O vereador Batista Comunidade (Avante) presidiu os trabalhos e foi secretariado pelo vereador Heber do JuntOZ (PT). Os dois integram a Comissão, que também é formada pelos parlamentares Elsa Oliveira (Podemos), presidente; Stephane Rossi (PL), relatora); Elânia Silva (PSD); e Alexandre Capriotti (PL).

Na abertura dos trabalhos, Batista pediu um minuto de silêncio em memória das mulheres vítimas de feminicídio. Em seguida, o parlamentar trouxe dois vídeos de reflexão sobre o tema. “Nenhuma mulher deveria morrer porque decidiu ser livre” e “O silêncio também mata e a omissão fortalece a violência” foram algumas das frases de impacto mostradas. 

Os depoimentos de pessoas atingidas pela violência emocionaram o público. Eliane Almeida foi às lágrimas ao recordar o assassinato da filha, Amanda Caroline Ribeiro – morta em abril de 2025 pelo ex-marido e jogada nas águas do Rio Tietê, em Osasco. “A Amanda foi retirada da vida com muita brutalidade e crueldade, por não aceitar a separação. Quantas crianças vão ficar sem mães? Temos que começar a ensinar na escola o respeito às mulheres”, disse, emocionada.

Gilmara relatou o sofrimento de 12 anos de agressões físicas e psicológicas do ex-marido, que lhe renderam costelas quebradas e problemas de locomoção. “Ele me deu 12 pauladas quando eu estava com meu filho no colo e quebrou a loja onde eu trabalhava”, contou. Ela reivindica acolhimento às vítimas que sobrevivem “Quem fica também leva um trauma muito grande”, acrescentou. 

Reivindicações e soluções

Representantes de movimentos sociais, como Amanda Ferreira, do coletivo Vozes que Não se Calam, denunciaram a precariedade da rede de proteção: “Osasco não tem delegacia da mulher 24 horas. O feminicídio é o estágio final de uma violência que começa no psicológico e patrimonial. O poder público precisa agir”, afirmou.
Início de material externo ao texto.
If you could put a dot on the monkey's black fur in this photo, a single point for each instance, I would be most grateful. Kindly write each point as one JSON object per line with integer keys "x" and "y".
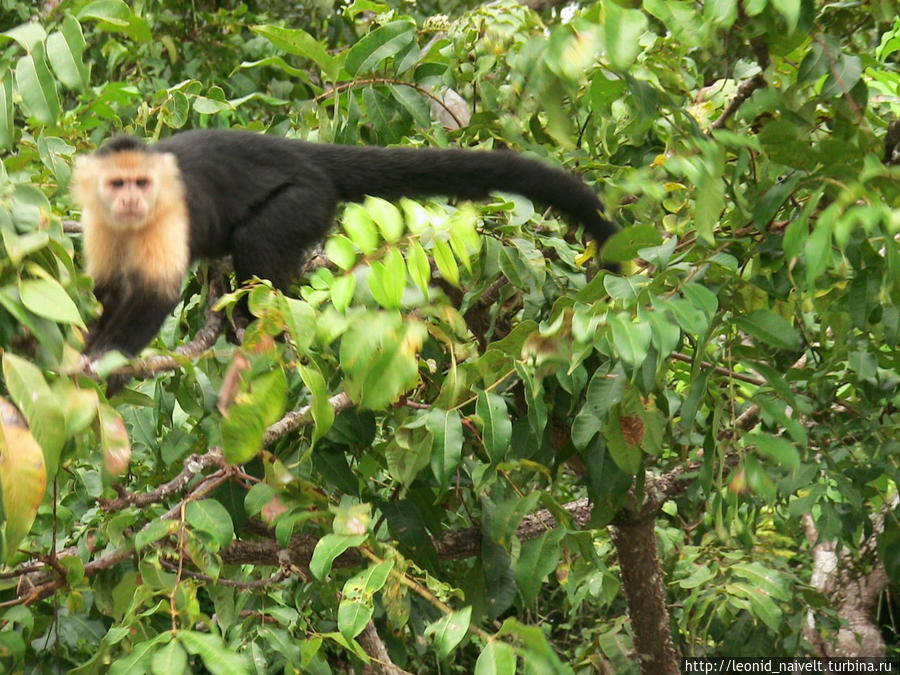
{"x": 265, "y": 199}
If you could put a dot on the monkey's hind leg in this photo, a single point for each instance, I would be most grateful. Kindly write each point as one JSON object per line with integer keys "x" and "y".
{"x": 273, "y": 241}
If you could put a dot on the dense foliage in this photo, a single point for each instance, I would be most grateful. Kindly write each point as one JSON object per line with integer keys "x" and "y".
{"x": 463, "y": 378}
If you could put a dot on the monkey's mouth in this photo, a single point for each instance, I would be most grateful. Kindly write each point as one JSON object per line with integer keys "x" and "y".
{"x": 132, "y": 219}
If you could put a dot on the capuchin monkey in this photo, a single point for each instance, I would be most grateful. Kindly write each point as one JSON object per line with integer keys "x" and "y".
{"x": 149, "y": 211}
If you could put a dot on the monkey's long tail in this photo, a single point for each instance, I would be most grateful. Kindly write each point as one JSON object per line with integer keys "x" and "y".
{"x": 468, "y": 174}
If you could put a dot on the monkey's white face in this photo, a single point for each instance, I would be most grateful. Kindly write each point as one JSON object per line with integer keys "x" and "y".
{"x": 128, "y": 197}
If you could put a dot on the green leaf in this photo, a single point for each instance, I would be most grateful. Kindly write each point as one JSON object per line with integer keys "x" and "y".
{"x": 448, "y": 631}
{"x": 775, "y": 196}
{"x": 219, "y": 658}
{"x": 496, "y": 425}
{"x": 771, "y": 328}
{"x": 379, "y": 358}
{"x": 359, "y": 226}
{"x": 45, "y": 297}
{"x": 709, "y": 202}
{"x": 604, "y": 391}
{"x": 497, "y": 658}
{"x": 382, "y": 43}
{"x": 387, "y": 218}
{"x": 209, "y": 516}
{"x": 299, "y": 42}
{"x": 7, "y": 128}
{"x": 446, "y": 452}
{"x": 244, "y": 427}
{"x": 353, "y": 617}
{"x": 342, "y": 291}
{"x": 417, "y": 264}
{"x": 28, "y": 34}
{"x": 154, "y": 531}
{"x": 631, "y": 340}
{"x": 790, "y": 10}
{"x": 37, "y": 86}
{"x": 387, "y": 280}
{"x": 889, "y": 547}
{"x": 626, "y": 455}
{"x": 328, "y": 548}
{"x": 322, "y": 411}
{"x": 23, "y": 478}
{"x": 41, "y": 407}
{"x": 116, "y": 16}
{"x": 170, "y": 660}
{"x": 779, "y": 449}
{"x": 622, "y": 31}
{"x": 65, "y": 50}
{"x": 538, "y": 558}
{"x": 341, "y": 251}
{"x": 443, "y": 257}
{"x": 623, "y": 246}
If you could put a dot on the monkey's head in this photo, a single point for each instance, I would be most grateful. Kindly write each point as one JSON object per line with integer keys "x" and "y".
{"x": 120, "y": 183}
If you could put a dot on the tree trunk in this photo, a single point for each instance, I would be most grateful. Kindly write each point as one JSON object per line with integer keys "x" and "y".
{"x": 642, "y": 582}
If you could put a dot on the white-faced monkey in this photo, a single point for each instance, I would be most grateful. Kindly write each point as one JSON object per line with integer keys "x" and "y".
{"x": 149, "y": 211}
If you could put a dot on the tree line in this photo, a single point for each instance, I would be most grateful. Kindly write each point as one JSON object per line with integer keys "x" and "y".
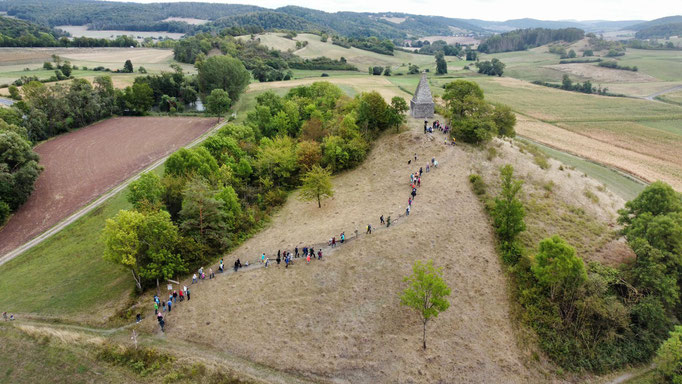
{"x": 591, "y": 317}
{"x": 264, "y": 63}
{"x": 214, "y": 196}
{"x": 45, "y": 111}
{"x": 19, "y": 33}
{"x": 522, "y": 39}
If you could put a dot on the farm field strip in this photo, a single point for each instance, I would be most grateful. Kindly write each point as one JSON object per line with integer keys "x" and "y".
{"x": 58, "y": 193}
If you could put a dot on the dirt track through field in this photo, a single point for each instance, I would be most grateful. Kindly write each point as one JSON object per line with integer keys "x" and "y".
{"x": 81, "y": 165}
{"x": 340, "y": 319}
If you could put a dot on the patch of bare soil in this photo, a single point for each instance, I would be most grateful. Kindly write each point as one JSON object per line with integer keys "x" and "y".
{"x": 601, "y": 74}
{"x": 339, "y": 319}
{"x": 81, "y": 165}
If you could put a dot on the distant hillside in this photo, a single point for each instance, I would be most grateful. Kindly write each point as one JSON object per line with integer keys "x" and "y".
{"x": 659, "y": 28}
{"x": 118, "y": 15}
{"x": 522, "y": 39}
{"x": 588, "y": 26}
{"x": 14, "y": 28}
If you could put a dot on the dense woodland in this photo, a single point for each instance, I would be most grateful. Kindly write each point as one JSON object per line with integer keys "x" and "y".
{"x": 266, "y": 64}
{"x": 119, "y": 15}
{"x": 149, "y": 17}
{"x": 523, "y": 39}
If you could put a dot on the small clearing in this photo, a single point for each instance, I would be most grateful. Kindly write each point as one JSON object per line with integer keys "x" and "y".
{"x": 81, "y": 165}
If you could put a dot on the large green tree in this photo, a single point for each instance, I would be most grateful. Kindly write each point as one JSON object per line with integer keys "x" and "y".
{"x": 426, "y": 293}
{"x": 146, "y": 192}
{"x": 144, "y": 244}
{"x": 508, "y": 212}
{"x": 19, "y": 169}
{"x": 317, "y": 185}
{"x": 218, "y": 102}
{"x": 203, "y": 217}
{"x": 669, "y": 358}
{"x": 557, "y": 267}
{"x": 223, "y": 72}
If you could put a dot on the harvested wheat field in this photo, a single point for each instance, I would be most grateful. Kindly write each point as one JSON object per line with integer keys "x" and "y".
{"x": 81, "y": 165}
{"x": 339, "y": 319}
{"x": 601, "y": 74}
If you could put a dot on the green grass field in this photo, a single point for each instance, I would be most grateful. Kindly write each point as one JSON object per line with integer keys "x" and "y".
{"x": 15, "y": 61}
{"x": 673, "y": 98}
{"x": 66, "y": 275}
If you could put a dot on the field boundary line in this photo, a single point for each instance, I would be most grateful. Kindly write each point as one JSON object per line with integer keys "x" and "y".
{"x": 99, "y": 201}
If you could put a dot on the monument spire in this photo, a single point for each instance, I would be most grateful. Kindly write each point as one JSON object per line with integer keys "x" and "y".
{"x": 422, "y": 104}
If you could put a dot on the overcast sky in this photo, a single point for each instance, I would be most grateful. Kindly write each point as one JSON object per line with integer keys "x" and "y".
{"x": 489, "y": 9}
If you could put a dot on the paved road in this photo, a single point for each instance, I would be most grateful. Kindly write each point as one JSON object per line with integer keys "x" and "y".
{"x": 654, "y": 95}
{"x": 83, "y": 211}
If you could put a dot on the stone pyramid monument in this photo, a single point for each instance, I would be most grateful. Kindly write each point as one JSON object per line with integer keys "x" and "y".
{"x": 421, "y": 104}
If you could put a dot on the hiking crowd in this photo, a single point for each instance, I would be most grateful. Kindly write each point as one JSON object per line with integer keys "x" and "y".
{"x": 309, "y": 253}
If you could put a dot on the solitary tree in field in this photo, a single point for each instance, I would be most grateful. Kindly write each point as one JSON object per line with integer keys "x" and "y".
{"x": 128, "y": 66}
{"x": 317, "y": 185}
{"x": 427, "y": 293}
{"x": 144, "y": 244}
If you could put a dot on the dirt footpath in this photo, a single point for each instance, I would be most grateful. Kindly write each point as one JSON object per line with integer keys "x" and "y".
{"x": 81, "y": 165}
{"x": 340, "y": 319}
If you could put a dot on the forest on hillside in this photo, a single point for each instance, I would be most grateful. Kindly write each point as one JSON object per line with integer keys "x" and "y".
{"x": 523, "y": 39}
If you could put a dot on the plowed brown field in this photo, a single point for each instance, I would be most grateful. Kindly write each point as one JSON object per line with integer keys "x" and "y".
{"x": 81, "y": 165}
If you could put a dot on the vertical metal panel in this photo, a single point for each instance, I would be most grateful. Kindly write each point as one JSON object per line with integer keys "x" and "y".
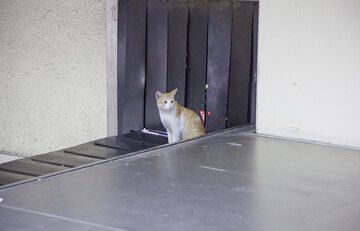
{"x": 254, "y": 64}
{"x": 121, "y": 54}
{"x": 219, "y": 41}
{"x": 156, "y": 60}
{"x": 177, "y": 43}
{"x": 240, "y": 64}
{"x": 197, "y": 55}
{"x": 133, "y": 89}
Presidente do Projeto Social Luva Rosa, Janaina de Castro reforçou a necessidade de políticas públicas incisivas, especialmente nos bairros da Zona Norte de Osasco. “Precisamos de práticas firmes e acompanhamento das vítimas”, pontuou.

Deise Moreira, da Associação Da Ponte Pra Cá, falou sobre as iniciativas educacionais em favor da comunidade. “O olhar que nós temos é de levar informação, não normalizar o machismo, que é romantizado em forma de falas agressivas, contra nós que somos mulheres”, explicou. A Ong realiza trabalho de suporte psicológico às vítimas de violência doméstica.

Para o vereador Alexandre Capriotti, o enfrentamento exige mudança cultural. “Nenhuma lei será suficiente se não houver transformação de mentalidade. É preciso ensinar desde cedo que respeito não é favor, é dever”.

Heber do JuntOZ lembrou que a execução das políticas cabe ao Executivo e anunciou nova Audiência Pública para o próximo dia 27 de abril, às 18h. O encontro debaterá a necessidade de funcionamento 24 horas da Delegacia da Mulher de Osasco.

Questionamentos

A audiência foi aberta para questionamentos do público, que participou tanto presencialmente como online. Os munícipes Natan Marcelo e Daniele perguntaram sobre a implantação de mais delegacias da mulher na cidade e rede de proteção contra a violência doméstica. 

Janaína de Castro respondeu que o município tem equipamentos que podem ser usados para enfrentamento à violência, como o botão do pânico e os dois Centros de Referência em Assistência Social (CRAS). “Hoje o que a gente precisa é um centro de atendimento 24 horas. O botão do pânico é válido, mas não é de livre acesso”, justificou.

Ao final do encontro, Batista Comunidade defendeu a união de forças entre sociedade civil e poder público para garantir políticas públicas de enfrentamento à violência contra a mulher. “Algumas coisas que não funcionam precisam funcionar. É questão de empatia e de unir forças para entregar o melhor à população”, concluiu.

Como forma de recordar as vítimas de feminicídio, houve entrega de rosas brancas aos familiares de sete mulheres assassinadas em Osasco.